The latest IRS report indicates that U.S. clergy members receive a combined tax benefit of about $700 million annually.
Based on a count of 600,000 pastors, ministers and clergy with ties to a denomination, according to the Hartford Institute for Religion Research, that would mean an average claimed benefit of about $1,167 each, per year. The HIRR did not collect data on the number of non-denominational clergy.
GUIDESTONE RESPONSE
GuideStone Financial Resources, Southern Baptists’ health and financial benefits entity, has issued a statement condemning the ruling.
“We have monitored this case and its predecessor cases closely and will seek as part of a long-standing coalition of ministerial benefit boards to file a friend-of-court brief on appeal at the appropriate time,” said GuideStone President O.S. Hawkins.
Hawkins described the housing allowance not as a form of government endorsing religion, but instead as a policy that removes government from the equation.

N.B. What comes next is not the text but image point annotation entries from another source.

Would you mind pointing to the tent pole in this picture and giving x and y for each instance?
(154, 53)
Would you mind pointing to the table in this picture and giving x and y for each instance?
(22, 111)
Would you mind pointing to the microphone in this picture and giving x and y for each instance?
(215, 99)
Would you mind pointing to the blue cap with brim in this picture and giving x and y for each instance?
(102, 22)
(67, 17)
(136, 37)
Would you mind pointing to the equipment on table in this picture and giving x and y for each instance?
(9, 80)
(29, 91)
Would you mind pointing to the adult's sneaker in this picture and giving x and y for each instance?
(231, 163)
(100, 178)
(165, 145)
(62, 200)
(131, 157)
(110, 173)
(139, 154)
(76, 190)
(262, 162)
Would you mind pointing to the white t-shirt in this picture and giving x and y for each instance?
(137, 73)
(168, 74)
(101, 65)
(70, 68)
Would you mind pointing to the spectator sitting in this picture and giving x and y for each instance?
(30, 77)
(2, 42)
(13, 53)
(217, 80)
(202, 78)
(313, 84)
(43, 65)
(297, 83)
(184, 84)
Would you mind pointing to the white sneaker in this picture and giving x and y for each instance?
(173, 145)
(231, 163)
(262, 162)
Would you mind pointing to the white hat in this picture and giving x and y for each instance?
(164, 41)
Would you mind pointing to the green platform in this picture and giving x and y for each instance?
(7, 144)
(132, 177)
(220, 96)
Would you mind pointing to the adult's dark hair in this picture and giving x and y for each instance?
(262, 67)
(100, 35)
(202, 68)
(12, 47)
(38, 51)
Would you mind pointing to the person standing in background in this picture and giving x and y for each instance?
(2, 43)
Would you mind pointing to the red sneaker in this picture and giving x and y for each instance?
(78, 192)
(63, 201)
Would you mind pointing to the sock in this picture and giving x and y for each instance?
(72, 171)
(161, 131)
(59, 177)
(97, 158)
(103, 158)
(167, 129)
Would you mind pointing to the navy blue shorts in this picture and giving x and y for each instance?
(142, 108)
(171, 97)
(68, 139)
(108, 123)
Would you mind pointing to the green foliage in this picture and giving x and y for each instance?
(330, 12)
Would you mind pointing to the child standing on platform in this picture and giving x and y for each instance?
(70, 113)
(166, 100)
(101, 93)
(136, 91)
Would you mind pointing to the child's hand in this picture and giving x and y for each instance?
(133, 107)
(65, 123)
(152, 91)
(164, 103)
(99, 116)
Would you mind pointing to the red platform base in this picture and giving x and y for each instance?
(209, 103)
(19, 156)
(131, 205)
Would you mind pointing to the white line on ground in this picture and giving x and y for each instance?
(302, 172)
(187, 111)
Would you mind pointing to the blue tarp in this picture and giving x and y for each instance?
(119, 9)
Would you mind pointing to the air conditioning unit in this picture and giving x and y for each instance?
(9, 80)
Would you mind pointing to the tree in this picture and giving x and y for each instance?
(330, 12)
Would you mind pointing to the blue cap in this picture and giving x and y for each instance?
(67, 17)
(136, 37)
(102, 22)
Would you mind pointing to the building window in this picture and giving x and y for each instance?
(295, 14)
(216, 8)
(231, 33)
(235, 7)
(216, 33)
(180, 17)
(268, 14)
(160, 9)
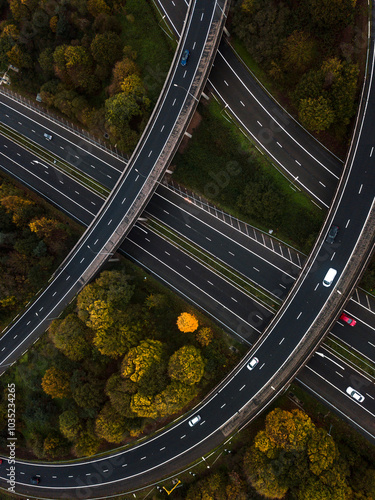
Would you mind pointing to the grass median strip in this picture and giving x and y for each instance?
(209, 261)
(354, 359)
(53, 160)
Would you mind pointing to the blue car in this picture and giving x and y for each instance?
(185, 57)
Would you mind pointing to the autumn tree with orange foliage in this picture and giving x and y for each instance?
(187, 322)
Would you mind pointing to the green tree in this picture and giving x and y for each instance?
(186, 365)
(120, 392)
(322, 452)
(291, 452)
(87, 392)
(71, 337)
(55, 383)
(142, 360)
(143, 406)
(55, 445)
(70, 424)
(87, 443)
(22, 210)
(110, 425)
(299, 51)
(122, 70)
(204, 336)
(115, 341)
(96, 7)
(112, 288)
(45, 60)
(187, 322)
(155, 300)
(174, 397)
(331, 14)
(316, 114)
(120, 110)
(19, 58)
(106, 48)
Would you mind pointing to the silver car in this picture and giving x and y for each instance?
(252, 363)
(193, 421)
(355, 394)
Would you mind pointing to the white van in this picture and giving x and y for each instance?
(329, 277)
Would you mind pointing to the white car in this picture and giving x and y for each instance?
(252, 363)
(193, 421)
(355, 394)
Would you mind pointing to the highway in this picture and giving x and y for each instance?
(197, 283)
(275, 272)
(277, 351)
(132, 190)
(291, 148)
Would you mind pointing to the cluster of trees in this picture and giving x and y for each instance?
(113, 365)
(32, 243)
(216, 165)
(290, 458)
(290, 40)
(74, 54)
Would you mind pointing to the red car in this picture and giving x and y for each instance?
(347, 319)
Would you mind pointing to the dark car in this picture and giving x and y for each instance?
(332, 234)
(185, 57)
(348, 319)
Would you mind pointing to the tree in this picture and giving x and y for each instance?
(47, 228)
(187, 323)
(10, 31)
(55, 445)
(115, 341)
(71, 337)
(155, 300)
(110, 425)
(100, 316)
(120, 110)
(122, 69)
(120, 392)
(70, 424)
(87, 443)
(316, 114)
(111, 289)
(142, 360)
(186, 365)
(321, 450)
(331, 14)
(143, 406)
(96, 7)
(210, 487)
(174, 397)
(22, 210)
(298, 51)
(291, 452)
(204, 336)
(88, 394)
(79, 66)
(262, 477)
(55, 383)
(19, 58)
(106, 48)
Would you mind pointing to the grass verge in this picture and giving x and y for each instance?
(222, 165)
(141, 31)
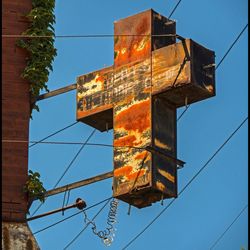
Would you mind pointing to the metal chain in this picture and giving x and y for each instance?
(107, 235)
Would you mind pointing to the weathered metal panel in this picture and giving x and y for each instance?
(132, 129)
(138, 96)
(203, 67)
(183, 82)
(94, 98)
(164, 139)
(132, 39)
(162, 26)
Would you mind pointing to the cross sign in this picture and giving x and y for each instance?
(151, 77)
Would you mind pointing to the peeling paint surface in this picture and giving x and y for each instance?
(17, 236)
(138, 97)
(132, 128)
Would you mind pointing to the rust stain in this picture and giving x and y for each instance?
(147, 90)
(210, 88)
(166, 175)
(125, 141)
(135, 175)
(141, 156)
(160, 144)
(127, 172)
(132, 48)
(136, 117)
(122, 171)
(160, 185)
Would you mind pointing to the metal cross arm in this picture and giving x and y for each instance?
(138, 96)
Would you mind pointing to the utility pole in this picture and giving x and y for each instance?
(15, 126)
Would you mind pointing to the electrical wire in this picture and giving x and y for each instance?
(189, 182)
(72, 161)
(75, 238)
(232, 45)
(235, 219)
(68, 167)
(60, 221)
(174, 9)
(58, 131)
(88, 36)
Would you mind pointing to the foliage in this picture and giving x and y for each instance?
(34, 187)
(40, 49)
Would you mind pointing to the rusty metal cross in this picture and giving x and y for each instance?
(151, 77)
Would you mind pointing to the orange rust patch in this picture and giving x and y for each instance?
(125, 141)
(125, 170)
(99, 79)
(141, 156)
(136, 175)
(136, 117)
(147, 90)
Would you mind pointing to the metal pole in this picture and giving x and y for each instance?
(80, 204)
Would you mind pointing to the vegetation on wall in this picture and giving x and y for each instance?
(41, 48)
(34, 187)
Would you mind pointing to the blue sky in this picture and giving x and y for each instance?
(201, 214)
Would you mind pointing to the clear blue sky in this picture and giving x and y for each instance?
(198, 217)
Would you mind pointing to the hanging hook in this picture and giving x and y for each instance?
(129, 209)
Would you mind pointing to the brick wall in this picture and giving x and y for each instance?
(15, 112)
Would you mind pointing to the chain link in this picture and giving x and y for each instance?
(107, 235)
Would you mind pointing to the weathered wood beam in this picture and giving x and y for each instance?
(55, 92)
(79, 184)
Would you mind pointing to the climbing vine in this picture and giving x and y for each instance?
(34, 187)
(40, 49)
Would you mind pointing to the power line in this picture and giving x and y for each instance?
(174, 9)
(236, 218)
(72, 161)
(75, 238)
(235, 41)
(189, 182)
(220, 62)
(60, 221)
(68, 167)
(89, 36)
(58, 131)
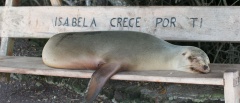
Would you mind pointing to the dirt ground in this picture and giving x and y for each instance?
(32, 91)
(17, 91)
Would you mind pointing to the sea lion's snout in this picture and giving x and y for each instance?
(206, 69)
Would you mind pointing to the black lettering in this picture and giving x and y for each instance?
(129, 22)
(60, 21)
(157, 21)
(164, 22)
(173, 20)
(74, 22)
(84, 23)
(93, 23)
(66, 23)
(137, 21)
(119, 22)
(79, 21)
(111, 22)
(194, 19)
(124, 22)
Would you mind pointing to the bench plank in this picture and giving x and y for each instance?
(35, 66)
(170, 23)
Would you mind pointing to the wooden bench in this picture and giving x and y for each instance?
(170, 23)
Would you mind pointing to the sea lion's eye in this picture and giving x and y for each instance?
(191, 58)
(184, 53)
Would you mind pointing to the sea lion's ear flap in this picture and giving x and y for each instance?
(99, 78)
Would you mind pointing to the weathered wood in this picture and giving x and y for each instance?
(34, 65)
(6, 46)
(56, 2)
(12, 2)
(210, 23)
(231, 86)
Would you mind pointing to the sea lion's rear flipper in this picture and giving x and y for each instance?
(99, 78)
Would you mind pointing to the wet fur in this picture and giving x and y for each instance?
(112, 51)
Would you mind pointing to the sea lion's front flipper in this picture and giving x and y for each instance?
(99, 78)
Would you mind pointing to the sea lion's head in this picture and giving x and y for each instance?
(194, 60)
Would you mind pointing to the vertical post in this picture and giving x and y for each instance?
(231, 86)
(56, 2)
(6, 42)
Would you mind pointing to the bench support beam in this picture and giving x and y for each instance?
(231, 86)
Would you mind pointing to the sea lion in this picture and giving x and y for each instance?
(109, 52)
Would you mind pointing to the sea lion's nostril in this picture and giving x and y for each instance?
(205, 67)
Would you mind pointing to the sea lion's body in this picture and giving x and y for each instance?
(113, 51)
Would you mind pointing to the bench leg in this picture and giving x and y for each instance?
(6, 49)
(231, 86)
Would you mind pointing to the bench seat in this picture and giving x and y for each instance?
(35, 66)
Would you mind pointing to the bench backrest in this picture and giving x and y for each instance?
(169, 23)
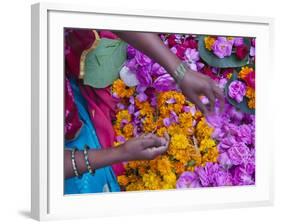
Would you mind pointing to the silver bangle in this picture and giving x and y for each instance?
(74, 167)
(180, 72)
(86, 156)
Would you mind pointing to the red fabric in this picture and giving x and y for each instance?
(101, 106)
(72, 121)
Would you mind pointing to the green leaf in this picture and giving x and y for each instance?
(103, 64)
(227, 62)
(243, 106)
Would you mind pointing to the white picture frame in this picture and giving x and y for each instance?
(48, 201)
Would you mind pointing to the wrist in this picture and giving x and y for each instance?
(180, 72)
(121, 153)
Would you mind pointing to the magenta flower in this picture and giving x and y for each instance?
(239, 153)
(244, 134)
(238, 41)
(164, 83)
(237, 90)
(142, 59)
(192, 57)
(131, 52)
(222, 47)
(143, 76)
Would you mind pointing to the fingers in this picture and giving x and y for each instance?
(220, 96)
(199, 104)
(156, 151)
(152, 141)
(211, 96)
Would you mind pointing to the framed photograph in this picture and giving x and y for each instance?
(148, 111)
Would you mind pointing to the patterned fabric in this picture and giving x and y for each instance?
(104, 178)
(98, 102)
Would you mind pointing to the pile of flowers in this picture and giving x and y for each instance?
(226, 46)
(218, 150)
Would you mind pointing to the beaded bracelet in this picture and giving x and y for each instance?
(180, 72)
(74, 167)
(86, 156)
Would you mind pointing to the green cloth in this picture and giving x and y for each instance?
(103, 64)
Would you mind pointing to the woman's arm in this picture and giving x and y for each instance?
(142, 148)
(193, 84)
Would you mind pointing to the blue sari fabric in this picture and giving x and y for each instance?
(104, 179)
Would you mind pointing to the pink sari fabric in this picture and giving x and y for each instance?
(101, 106)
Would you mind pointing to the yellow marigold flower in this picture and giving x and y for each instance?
(123, 115)
(121, 90)
(244, 72)
(179, 141)
(170, 179)
(122, 180)
(128, 130)
(203, 130)
(251, 95)
(161, 131)
(170, 101)
(164, 165)
(252, 103)
(229, 75)
(209, 41)
(179, 167)
(151, 181)
(136, 186)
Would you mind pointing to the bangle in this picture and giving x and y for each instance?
(180, 72)
(74, 167)
(86, 156)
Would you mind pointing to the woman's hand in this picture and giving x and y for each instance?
(146, 147)
(195, 84)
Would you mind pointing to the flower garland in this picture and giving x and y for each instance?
(203, 151)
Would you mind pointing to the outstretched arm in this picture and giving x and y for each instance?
(141, 148)
(192, 85)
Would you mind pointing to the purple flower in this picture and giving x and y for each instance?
(222, 178)
(121, 106)
(157, 70)
(120, 138)
(192, 56)
(224, 160)
(131, 52)
(239, 153)
(164, 83)
(238, 41)
(171, 101)
(222, 47)
(143, 76)
(226, 143)
(167, 121)
(142, 97)
(187, 180)
(237, 90)
(131, 109)
(241, 177)
(244, 134)
(252, 51)
(142, 59)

“Were it not for the housing allowance, the government would be imposing a tax on religious employers and their employees that is not imposed on non-religious employers,” he said.
According to Hawkins, “in all probability” Crabb’s ruling will be “stayed” or delayed from being implemented pending appellate review.
“We continue to live and minister in a world that is increasingly hostile to religious life as compared to the world in which many of us grew up,” Hawkins said. “Rather than discouraging us, we seek to continue to serve as an advocate for hundreds of thousands of pastors and other ministers we have the privilege to serve.”
GuideStone.org/taxguide and GuideStone.org/housingallowance provide housing allowance information to help pastors ensure they are properly documenting housing allowance as part of a church business action and appropriately reporting it on their individual income tax returns.